E quando si parla di mercatini delle città italiane come quelli di Piazza Dalmazia e di San Lorenzo, si dovrebbe provare a fare il conto delle misure vessatorie contro quei tappetini stesi sui marciapiedi, contro i borsoni dei venditori africani. Noi forse le abbiamo dimenticate. Ma loro no: è sulla pelle dei discriminati che l´odio e la sopraffazione lasciano il segno. Noi, gli italiani: loro, gli altri. Ecco la parola che fa problema: italiani. È venuto il momento di ridefinire questa parola. Il problema, come ha segnalato il presidente Napolitano, è quello della cittadinanza: che da noi ha un connotato sostanziale del razzismo, impermeabile com´è al dato di realtà del nascere, vivere e lavorare in un luogo. È una questione urgentissima. I segnali di questi giorni hanno portato allo scoperto il fondo melmoso e fetido dove si è iscritto il razzismo come vincolo sociale tipico della società dove vige l´eccezione giuridica.
Un anno fa il rapporto sul razzismo in Italia firmato da Alfredo Alietti e Dario Padovan ha denunciato la diffusione di tendenze razziste nel 51% della popolazione italiana: un numero che coincide con la percentuale di chi si ritrae dalla partecipazione politica. Non a caso. Nella società dell´eccezione giuridica la cultura del razzismo è un sentimento di rifiuto e di diffidenza verso tutto ciò che viene da fuori. È qui che bisogna incidere. E non bastano i buoni propositi. Certo è di buon auspicio il fatto che il ministro Andrea Riccardi abbia rilanciato l´invito giunto dal presidente della Repubblica proprio davanti alla tomba di Jerry Maslo, il sudafricano ucciso a Villa Literno. Ma, come e più che per altre urgenze italiane, quella culturale e giuridica del diritto di cittadinanza non può più essere rinviata. Ce lo diceva lo sguardo dei senegalesi riuniti a Firenze: quei morti loro devono diventare i nostri morti.

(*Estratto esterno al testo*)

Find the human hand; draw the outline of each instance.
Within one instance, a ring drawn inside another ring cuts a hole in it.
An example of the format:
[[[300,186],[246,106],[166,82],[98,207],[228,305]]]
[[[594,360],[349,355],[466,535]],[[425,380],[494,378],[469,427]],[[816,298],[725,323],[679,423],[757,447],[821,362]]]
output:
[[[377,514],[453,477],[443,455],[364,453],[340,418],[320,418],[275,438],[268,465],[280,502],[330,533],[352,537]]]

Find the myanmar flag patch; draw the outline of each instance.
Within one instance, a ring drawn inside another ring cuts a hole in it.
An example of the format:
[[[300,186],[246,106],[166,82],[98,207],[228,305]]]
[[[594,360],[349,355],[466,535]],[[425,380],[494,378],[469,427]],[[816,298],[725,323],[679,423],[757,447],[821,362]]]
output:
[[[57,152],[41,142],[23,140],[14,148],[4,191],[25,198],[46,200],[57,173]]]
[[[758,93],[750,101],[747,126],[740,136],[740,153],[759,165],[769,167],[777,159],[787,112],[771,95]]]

Quanta gente che odia il diverso!!! Che Dio ci perdoni. Io da credente chiedo, dov’è la Chiesa? dove sono i cristiani in questo caso? Nostro Signore ha detto di amare ogni fratello come Dio stesso? Dove siete cristiani, associazioni, cosa avete fatto e detto contro questi nazisti e leghisti razzisti? Avete almeno pregato di convertire il cuore di questi uomini che fomentano odio? In questi ultimi 20 anni avete acconsentito che forze politiche al governo fomentassero l’odio verso persone che come noi italiani cambiano paese per vivere una vita diversa. Quando avete detto no al razzismo dei leghisti e di alcuni berlusconiani? Quando l’avete fatto vescovi, cardinali, credenti laici che siete/siamo re, sacerdoti e profeti amati dal Signore per testimoniare il suo amore? Quando? Basta con queste storie che ognuno deve stare a casa sua. Il mondo è di tutti, creato da Dio per vivere tutti insieme come fratelli nell’amore. Basta questa è la missione di ogni uomo. Se qualcuno vuole vivere di odio come questi razzisti, noi dobbiamo esserci per ricordargli che il mondo è unico e tutti dobbiamo vivere insieme. L’uomo deve smettere di fare differenze di ogni genere, non solo di pelle, ma anche di posizione sociale. Basta! Chiunque di noi possa vivere sempre di più una vita d’Amore. Grazie Signore e perdonaci anche oggi!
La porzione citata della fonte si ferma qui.